如何在Kubernetes中使用已安装的持久卷配置RabbitMQ集群,以在整个集群重新启动时保留数据?

时间:2020-06-13 04:18:20

标签: docker kubernetes rabbitmq persistent-volumes

我正在尝试在Kubernetes集群中将节点的高可用性RabbitMQ集群设置为StatefulSet,以便即使同时重启所有节点后,我的数据(例如队列,消息)也仍然存在。由于我是在Kubernetes中部署RabbitMQ节点的,因此我了解到我需要包括一个外部持久卷,以供节点存储数据,以便数据在重新启动后仍然存在。

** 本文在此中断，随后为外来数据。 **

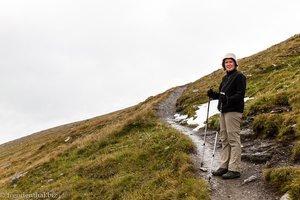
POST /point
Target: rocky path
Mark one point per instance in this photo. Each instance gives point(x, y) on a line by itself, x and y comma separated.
point(250, 186)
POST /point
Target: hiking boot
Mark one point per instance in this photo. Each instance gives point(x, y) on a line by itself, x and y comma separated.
point(231, 175)
point(219, 172)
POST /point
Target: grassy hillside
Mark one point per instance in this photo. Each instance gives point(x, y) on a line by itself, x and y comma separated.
point(129, 154)
point(273, 80)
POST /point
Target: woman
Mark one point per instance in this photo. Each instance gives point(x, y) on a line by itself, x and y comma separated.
point(231, 106)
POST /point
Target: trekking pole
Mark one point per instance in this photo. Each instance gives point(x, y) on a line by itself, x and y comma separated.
point(213, 156)
point(205, 133)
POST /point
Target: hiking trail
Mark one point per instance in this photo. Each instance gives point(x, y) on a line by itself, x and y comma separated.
point(250, 186)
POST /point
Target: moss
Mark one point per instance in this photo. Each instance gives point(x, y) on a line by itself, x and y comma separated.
point(213, 122)
point(267, 102)
point(296, 152)
point(267, 125)
point(286, 179)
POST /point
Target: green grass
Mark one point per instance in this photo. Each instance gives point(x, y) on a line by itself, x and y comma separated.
point(286, 179)
point(140, 159)
point(273, 80)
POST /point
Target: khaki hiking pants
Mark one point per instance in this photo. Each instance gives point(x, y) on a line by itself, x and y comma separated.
point(231, 143)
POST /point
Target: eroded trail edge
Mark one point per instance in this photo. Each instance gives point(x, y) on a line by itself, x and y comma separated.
point(250, 186)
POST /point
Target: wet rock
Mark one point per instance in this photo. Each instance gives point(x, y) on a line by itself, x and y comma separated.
point(280, 109)
point(250, 179)
point(258, 157)
point(247, 134)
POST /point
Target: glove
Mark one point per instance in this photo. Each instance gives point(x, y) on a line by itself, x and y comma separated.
point(223, 98)
point(210, 93)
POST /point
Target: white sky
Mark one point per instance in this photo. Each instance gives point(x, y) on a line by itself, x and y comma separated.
point(68, 60)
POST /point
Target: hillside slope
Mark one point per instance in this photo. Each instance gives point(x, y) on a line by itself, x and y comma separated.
point(131, 154)
point(273, 81)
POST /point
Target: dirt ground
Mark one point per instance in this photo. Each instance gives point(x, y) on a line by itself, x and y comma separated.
point(251, 185)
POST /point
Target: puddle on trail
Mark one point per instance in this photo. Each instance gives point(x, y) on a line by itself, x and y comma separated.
point(198, 141)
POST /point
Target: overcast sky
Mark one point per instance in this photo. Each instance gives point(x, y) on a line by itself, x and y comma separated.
point(67, 60)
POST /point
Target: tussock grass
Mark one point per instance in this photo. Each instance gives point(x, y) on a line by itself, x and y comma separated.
point(273, 79)
point(285, 179)
point(127, 155)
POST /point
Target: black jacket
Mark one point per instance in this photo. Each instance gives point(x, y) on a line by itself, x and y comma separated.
point(234, 86)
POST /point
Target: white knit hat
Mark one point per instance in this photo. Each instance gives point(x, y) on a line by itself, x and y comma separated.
point(231, 56)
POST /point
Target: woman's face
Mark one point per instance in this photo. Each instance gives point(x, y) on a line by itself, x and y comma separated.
point(229, 65)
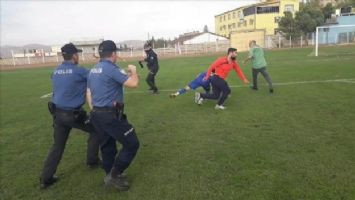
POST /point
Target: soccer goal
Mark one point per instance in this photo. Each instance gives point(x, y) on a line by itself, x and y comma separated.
point(335, 40)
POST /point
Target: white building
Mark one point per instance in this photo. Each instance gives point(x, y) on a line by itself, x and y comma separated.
point(199, 38)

我已经在目录/var/lib/rabbitmq/mnesia上将Azure文件共享作为卷安装到了我的容器中。

以新的(空)卷开始时,节点启动时没有任何问题,并成功地形成了集群。我可以打开RabbitMQ管理UI,并看到我创建的任何队列都按预期在所有节点上进行了镜像,并且只要有至少1个活动节点,该队列(以及其中的所有消息)将持续存在。使用kubectl delete pod rabbitmq-0 -n rabbit删除Pod将导致该节点停止然后重新启动,并且日志显示该节点已与任何剩余/活动节点成功同步,因此一切正常。

我遇到的问题是,当我同时删除集群中的所有RabbitMQ节点时,要启动的第一个节点将具有该卷中的持久数据,并尝试与其他两个节点重新集群当然,不活跃。我期望发生的事情是该节点将启动,加载队列和消息数据,然后形成一个新集群(因为它应该注意到没有其他节点处于活动状态)。

我怀疑装入的卷中可能有一些数据指示其他节点的存在,这就是为什么它试图与它们连接并加入所谓的群集的原因,但是我还没有找到一种方法来防止这种情况,并且不确定这是原因。

有两种不同的错误消息:一种是RabbitMQ节点处于崩溃循环时,在容器描述(kubectl describe pod rabbitmq-0 -n rabbit)中,另一种是在容器日志中。广告连播描述错误输出包括以下内容:

exited with 137: 20:38:12.331 [error] Cookie file /var/lib/rabbitmq/.erlang.cookie must be accessible by owner only

Error: unable to perform an operation on node 'rabbit@rabbitmq-0.rabbitmq-internal.rabbit.svc.cluster.local'. Please see diagnostics information and suggestions below.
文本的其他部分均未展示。